During the 1800's, a wild yellow rose was found growing in the Middle East. At the same time, this was an era of great innovation in hybridizing techniques for roses. It wasn't long before yellow roses began making their appearance in rose shows and eventually in gardens all over the world.

Yellow roses were not discovered until the mid-eighteenth century, even though other roses had been with us for millions of years.

The ancient roses were all found in the northern hemisphere and were essentially pink, although different shades of pink were found on different continents. White was also present and the species from the orient had the ability to repeat bloom, unlike those found in Europe.

It wasn't until the mid eighteenth century that wild yellow species were discovered growing from South East Asia through to Afghanistan.

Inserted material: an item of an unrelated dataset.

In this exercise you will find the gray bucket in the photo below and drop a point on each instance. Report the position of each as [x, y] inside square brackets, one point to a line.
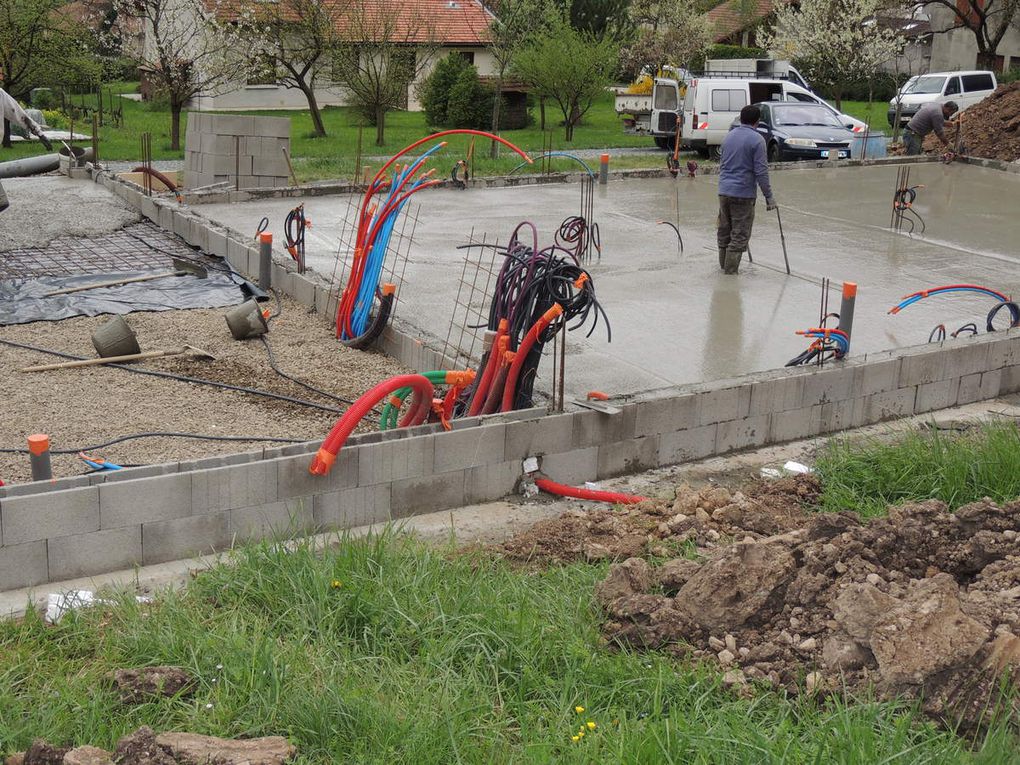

These roses had the full scale of yellows: from pale to dark.

Yellow Rose Blooms

There are three yellow species roses that form the parents for the modern yellow hybrids.

Rosa Ecae is a native of Afghanistan and has small blooms that look more like buttercups.
Rosa Foetida is a large bush to eight feet or mare and displays true yellow blooms.
Rosa Hemisphaerica (the Sulphur rose) is from South East Asia and carries double blooms of pure yellow. (The peculiar fragrance is that of sulphur!)

It was the well traveled Dutch and French who practiced hybridizing, who started the ball rolling. This was true of all species. In the 18th century we had about two dozen rose species but by the beginning of the 19th century there were more than 1 000 varieties of roses, although most were still in shades of pink, red or white.

True golden yellow was still quite rare, and what there was, tended to fade quickly to pale yellow and white.

Joseph Pernet-Ducher, in France, added Rosa foetida persiana to the breeding program and after many attempts produced "Soleil dÓr" which became the fore-runner to many of our yellow blends and bi-colors. The "Peace" rose is one of these.

The first golden yellow hybrid Tea was "Rayon dÓr" introduced n 1910, but it was weak and very prone to blackspot, something many of the early yellows suffered from. Many of these early products did not smell very good so they were not the popular color with the Victorians that they are today. "Rayon dÓr, by the way, did receive the National Rose Society of Great Britain's Gold Medal.

So What Do We Suggest?

Today we have a large array of yellow roses to chose from and they have had disease resistance and vigor bred into them. Fragrance has improved and the range of shades of yellow is vast, you only have to walk around your local rose grower or garden center to see the selection.

You can find yellow roses in shades ranging from the palest primrose or butter colors to a sunny color to a vibrant chrome yellow that almost seems to glow.

With all of these colors of yellow to choose from, you're sure to find one that speaks to you of sunshine and happiness.

Peace – Probably the most famous yellow rose of all, this variety is available as a hybrid tea and as a climbing rose. The blossoms are extremely large and pale yellow, complemented with a blush of pink. A vigorous grower, Peace requires only basic care to thrive. It was introduced to America after World War II, where it became an immediate success in gardens all over the country.

Sarah Juanita – this medium yellow, moderately fragrant shrub rose blooms repeatedly throughout the season. The buds begin as a rich yellow tight roll, which opens to an almost flat blossom with 10 or more petals and dark yellow stamens. As the bloom ages, it looks attractively windblown and the color fades to a pale yellow.

Radiant Perfume – This deep yellow hybrid tea rose has an intense fragrance. The blossoms do not fade as they age and it makes a wonderful cut flower. The plant is a bit spindly, so it is best suited for the back of the garden where the yellow blooms will tower over shorter plants in the foreground.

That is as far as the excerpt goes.